Who wants to see a dam go in? The impact would be huge. Thousands of large construction trucks driving up and down the Austral. New roads put in to create the power lines? Enormous lakes where once there was only a beautiful river. 
My thought is this, and it is easy for me to have this thought since I don't actually have to make a decision and since I certainly do not know all of the facts, but thats what we do, make judgements on things without knowing all of the facts and without actually having to be culpable for our decisions, right?
Does Chile actually "need" the energy? Are there energy savings that can be made to put off needing more electricity? I bet there is. If in fact, they do need more energy, can they get it from smaller scale projects like microdams, solar (there is plenty of that in the north), and wind? I know these things cost more money are more of a pain in the butt than 2-3 mega dams, but is it worth the sacrifice to save these parts of Patagonia?

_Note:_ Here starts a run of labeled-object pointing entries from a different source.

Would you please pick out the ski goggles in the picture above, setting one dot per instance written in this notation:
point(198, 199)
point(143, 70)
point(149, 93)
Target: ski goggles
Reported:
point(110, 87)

I suspect a few people and corporations have a lot to gain by building these new dams. These people have a lot of power and sway and know that if they keep pushing, the general apathy of society will allow it to happen.
But I'm just a guy who drove through on a motorcycle, burning gas the whole way, using electricity when it was available and who doesn't actually have to live with the affects of the project (or lack thereof). I think it is important for me to get information and form an opinion, but I have to keep an open mind and allow for the fact that I don't know everything and that my opinion could need to change. Or that if I hold my opinion, than my lifestyle could need to change to support my thoughts.

How did we get thrust into the Represas debate so quickly? Well, we drove through Patagonia for a while and were deeply affected by what we saw. But after finally getting gas in O'Higgins we decided to stay a night in Tortel, a town that until about 8 years ago was only accessible by boat. This town is built on the edge of a fjord with no flat land available anywhere. People just built their houses into the hillsides and then connected them by wooden walkways. So Tortel has no streets, only raised wooden walkways that zigzag down 7 km of rugged coastline. It is a interesting place to visit. 
It is also a difficult place to find safe parking for the motorcycles since there is generally a large (unsecure) gravel lot where cars park and then you walk into town.
We managed to find a dumpy place to stay that allowed our bikes to be somewhat close to us and since our bikes comfort is more important than ours, we hunkered down here for the night. As we were getting ready to cook our Pasta Panamericana for the night a french guy comes walking into town and also stays in our small little place. Since there is literally no open restaurant in town (it is low season), we offered to cook him food and we chatted. Turns out he is a journalist with a french new agency doing a 1 hour documentary on the dams. His angle is to interview the scientists who are measuring the impact of the project and doing the research on what the ecosystems of Patagonia. He's a very thoughtful, energetic person who has learned a lot about the projects, their impacts, and the implications. For those of you in Seattle, he reminded me a lot of Frank Huster (not only because he is french) but by his throw himself at the world with enthusiasm approach.As any good journalist (not editorialist) he refuses to have an opinion until after he has finished he work. He can see all sides of the story and I think because of this has been granted access to all sorts of interesting people. 
We thoroughly enjoyed passing a rainy evening huddled around a small wood stove learning about what Antoin had learned about.
I look forward to his documentary even though it will be in French. Perhaps I can get someone to translate for me.